Hysteria and sanctimony are proving to be a terrible strategy for dealing with Donald Trump, Financial Post

Un texte intelligent provenant du Financial Post, il faudrait peut-être un peu moins d’hystérie de la part de nos médias libéraux sur notre supposément supériorité moraliste.

William Watson: Hysteria and sanctimony are proving to be a terrible strategy for dealing with Donald Trump, Financial Post, January 30, 2017


I’ve been #NeverTrump from Day One, even before Day One, from his first musings about running for president. I still am. The guy’s megalomania is bizarre. “I could run my company perfectly and then run the country perfectly.” If it were an act, it would be in bad taste, but it doesn’t seem to be an act. After an infamous anti-Goldwater petition in 1964, the American Psychiatric Association decreed its members must not express opinions on the mental health of people they have not personally treated, so I suppose an economist is even less qualified to do so. But does anyone think Trump is normal? We’ve had needy megalomaniac presidents before; the office attracts them. But previous ones thought it best — and possessed the mental discipline — to hide their worst impulses. Trump seems almost permanently out of control. And he’s been president barely a week. Wait until the pressures build.

My view remains that Americans did the world no favour by electing this man. He may well end up doing some policy good (as the Post’s Lawrence Solomon argues), but the cost to the world’s collective stomach lining, as we worry about what his next Tweet portends, doesn’t seem worth it.

And yet, Americans did elect him. What we need to decide is whether hysteria is the best strategic response to a president who himself seems to fly off the handle at the least provocation, who in fact seems to have no idea where the handle is, or even that there is a handle.

Hysteria? CBC’s The National on Sunday spent its first 44-and-a-half minutes (if you include commercials) on Trump’s border ban.
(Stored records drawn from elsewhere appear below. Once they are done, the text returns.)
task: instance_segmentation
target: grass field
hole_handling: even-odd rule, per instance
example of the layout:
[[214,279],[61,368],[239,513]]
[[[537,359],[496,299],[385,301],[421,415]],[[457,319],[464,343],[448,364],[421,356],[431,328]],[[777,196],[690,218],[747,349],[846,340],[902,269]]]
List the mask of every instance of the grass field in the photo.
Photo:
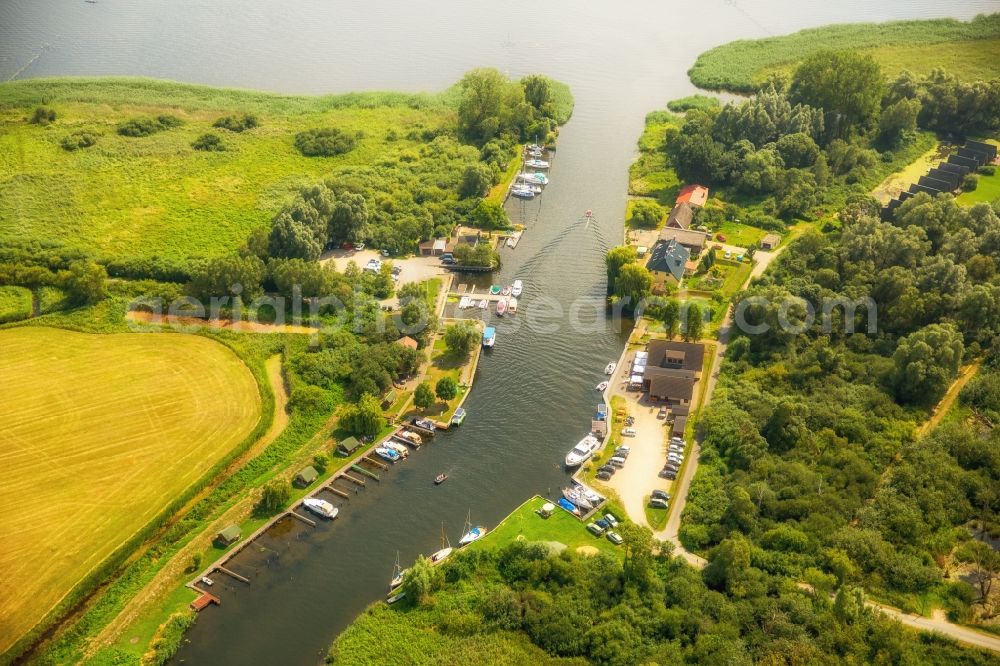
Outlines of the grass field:
[[962,192],[958,196],[958,203],[971,206],[977,203],[993,203],[998,199],[1000,199],[1000,172],[992,176],[981,174],[979,186],[972,192]]
[[1000,14],[969,22],[933,19],[831,25],[780,37],[741,39],[699,55],[688,75],[702,88],[750,91],[769,73],[790,70],[824,49],[868,53],[890,77],[902,69],[926,73],[944,67],[966,80],[994,78],[1000,59]]
[[[26,122],[44,99],[58,120]],[[238,248],[304,184],[335,168],[377,164],[423,142],[452,112],[444,96],[371,93],[284,97],[144,80],[36,80],[0,84],[0,242],[57,241],[99,256],[184,259]],[[242,133],[212,128],[219,117],[254,112],[260,126]],[[118,123],[162,113],[184,125],[142,138],[119,136]],[[297,132],[339,127],[362,132],[338,157],[303,157]],[[393,133],[390,133],[393,130]],[[98,135],[67,152],[71,132]],[[224,152],[191,147],[206,132]]]
[[0,287],[0,322],[23,319],[30,314],[30,290],[24,287]]
[[592,546],[600,551],[621,554],[620,546],[604,537],[595,537],[587,531],[586,523],[558,506],[548,518],[539,516],[537,511],[548,501],[542,497],[531,498],[507,516],[498,527],[488,525],[487,527],[491,527],[489,534],[468,547],[501,548],[515,539],[523,538],[527,541],[558,541],[571,550]]
[[0,653],[253,430],[226,347],[179,334],[0,331]]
And they added another 90 seconds at the end, in case you missed the point that, hey, some Americans are very upset by the border ban.

·       Only in the final moments of Canada’s national news did we also learn that, over the last few days, no fewer than 31 New Brunswickers have been treated for carbon monoxide poisoning from space heaters they’ve had to resort to because the recent ice storm brought down so many power lines.

·       Sorry, New Brunswick, with a couple hundred people being delayed at the U.S. border, Toronto doesn’t care about your poisoning.

Even if you want your news All Anti-Trump All The Time, other stories are possible.

·       How’s Mexico’s president doing in the polls after cancelling his Washington trip?

·       How did Trump’s phone call with Putin go?

·       Have more people showed up for the inauguration yet?

That the “Muslim ban” was bungled was news. The “Muslim ban” itself, which is not what it actually is, was not news. The Muslim ban was Trump’s first idea, on Dec. 7, 2015, a kind of Pearl Harbour on himself that he quickly backtracked from. What he’s doing now is Ban Lite. I hate to quote Kellyanne Conway, but she’s right that there are several dozen majority-Muslim countries it doesn’t touch. (In fact, why not Saudi Arabia?)

CBC news on Sunday spent 45 minutes on the president’s border ban

That Trump is doing what he ran on is not news. It was the story of all last week. Ban Lite is probably unwise — though that depends on a balance of several probabilities no one can be sure about. It’s distasteful. It’s un-American. Parts of it may be illegal, though courts will determine that. But it’s not a 45-minute story. If Trump refuses a court order, that will be big news. But he hasn’t yet.

Getting back to psychiatry, what’s the best way to deal with Trump?

Media hyperventilation, as he aptly calls it, almost certainly won’t work. He feeds off his opponents’ denunciations. And his base doesn’t care what CNN, let alone CBC thinks.

British Prime Minister Theresa May, so far the leading candidate for Trump-whisperer, tried holding hands, literally and figuratively. In the 20th century, she would been getting calls from her G7 counterparts, asking how the visit went and what he’s really like, as they work up strategies for dealing with him. Nowadays they’re probably too afraid the CIA and Putin would listen in.

Sanctimonious pro-diversity tweets from our prime minister picked up in headline stories by The New York Times won’t help either. Justin Trudeau may find himself able to charm his contemporaries, Ivanka Trump and her husband and presidential counsellor, Jared Kushner, and work through them.

But if he gets on Trump’s enemies list, that’s not good.

You mustn’t give up your principles when dealing with someone like Trump. But continuously broadcasting your moral superiority is, well, Trump-like. JFK, who admittedly suffered his own neuroses, used to quote British military historian Basil Liddell Hart: “Avoid self-righteousness like the devil. Nothing is so self-blinding.”